An operation conducted Wednesday morning by the Grand Forks Narcotics Task Force and northwest Minnesota’s Pine to Prairie Drug Task Force resulted in the confiscation of about 500 oxycodone pills in Grand Forks and East Grand Forks. Police believe the pills, blue in color and stamped with an “A 215” label, have also been laced with fentanyl.
“These particular pills are responsible for at least one, and possibly as many as three, overdoses in Grand Forks in the past week,” the Grand Forks Police Department wrote in a press release.
Lt. Brett Johnson told the Herald none of the three potential overdoses was fatal, but did not expand on any details of the incidents.
He said law enforcement received information through the investigation that the pills were laced with fentanyl. Police have sent the pills to the state crime lab for analysis. That process can take months on a regular submission, but Johnson said they have put in a request to expedite the process.
“We’re hoping to get some lab confirmation shortly,” Johnson said.
At least one Grand Forks resident has been charged with trafficking pills matching the description given by police.
A search warrant executed Tuesday at the residence of Tucker Christian Collings, 19, turned up 16 bags, each containing 10 blue pills marked “A 215,” according to an affidavit of probable cause filed Wednesday afternoon.
Collings admitted to selling pills to a number of people, according to charging documents. He has been charged with one Class A felony count of possession of a controlled substance with intent to deliver for the pills and an additional Class B felony charge of the same offense after police discovered nearly 46 grams of marijuana wax in his apartment in the 1900 block of South 29th Street.

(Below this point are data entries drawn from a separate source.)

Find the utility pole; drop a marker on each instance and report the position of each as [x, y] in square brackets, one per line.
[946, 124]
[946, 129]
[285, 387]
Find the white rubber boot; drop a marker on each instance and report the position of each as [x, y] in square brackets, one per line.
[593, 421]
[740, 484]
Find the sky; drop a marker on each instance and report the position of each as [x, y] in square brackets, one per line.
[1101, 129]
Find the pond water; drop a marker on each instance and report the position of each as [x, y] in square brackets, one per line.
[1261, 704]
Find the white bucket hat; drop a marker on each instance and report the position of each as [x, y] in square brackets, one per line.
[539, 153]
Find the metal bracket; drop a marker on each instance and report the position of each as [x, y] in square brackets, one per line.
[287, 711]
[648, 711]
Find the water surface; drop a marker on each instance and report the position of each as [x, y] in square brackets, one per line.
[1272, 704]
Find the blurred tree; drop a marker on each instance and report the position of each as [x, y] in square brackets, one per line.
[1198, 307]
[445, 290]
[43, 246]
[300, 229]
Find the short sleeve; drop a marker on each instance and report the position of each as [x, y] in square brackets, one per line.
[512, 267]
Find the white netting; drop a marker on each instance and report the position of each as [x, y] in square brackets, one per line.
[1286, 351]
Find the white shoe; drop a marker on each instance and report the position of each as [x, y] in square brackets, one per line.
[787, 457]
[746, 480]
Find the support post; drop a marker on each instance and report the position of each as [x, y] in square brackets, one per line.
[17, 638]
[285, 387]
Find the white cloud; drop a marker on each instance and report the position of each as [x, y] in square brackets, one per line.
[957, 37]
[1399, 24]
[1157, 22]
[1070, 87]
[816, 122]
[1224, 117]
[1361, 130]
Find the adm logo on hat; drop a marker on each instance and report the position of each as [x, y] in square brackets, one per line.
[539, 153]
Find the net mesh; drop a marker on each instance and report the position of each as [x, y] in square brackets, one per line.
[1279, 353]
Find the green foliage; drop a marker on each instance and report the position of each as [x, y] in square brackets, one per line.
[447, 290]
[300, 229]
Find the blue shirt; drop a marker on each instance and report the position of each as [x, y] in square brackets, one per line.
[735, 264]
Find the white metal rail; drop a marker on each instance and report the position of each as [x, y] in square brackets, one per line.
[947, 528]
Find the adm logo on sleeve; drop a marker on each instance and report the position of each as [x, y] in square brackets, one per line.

His initial court appearance is scheduled for Thursday morning.
Pills matching the same description have proved to be fentanyl in cities nationwide. The pills, blue and stamped with “A 215, ” are identified by the website Drugs.com as 30-milligram oxycodone tablets. In June, the Boston Police Department warned the same oxycodone look-alike pills were made entirely of fentanyl, according to the Boston Globe. A similar warning was also issued issued in Layton City, Utah, on June 14.
Grand Forks police are warning citizens not to touch the pills with exposed skin. The United States Centers for Disease Control and Prevention says fentanyl can be absorbed through the skin.
The department is encouraging citizens and parents in particular to watch for these pills and be vigilant to any abnormal behavior from their children.
“Some indicators include small ziplock baggies, white or blue powder or pills, pen tubes or other hollow tubes, lethargic or sleepy behavior, a general change in demeanor or activities and a recent change in friendship groups,” police warned.
Law enforcement in Grand Forks and Polk counties are all equipped with prescription drug drop boxes for those wishing to get rid of any prescription pills or other substances.
Police say there are multiple open investigations into the the pills on both sides of the river.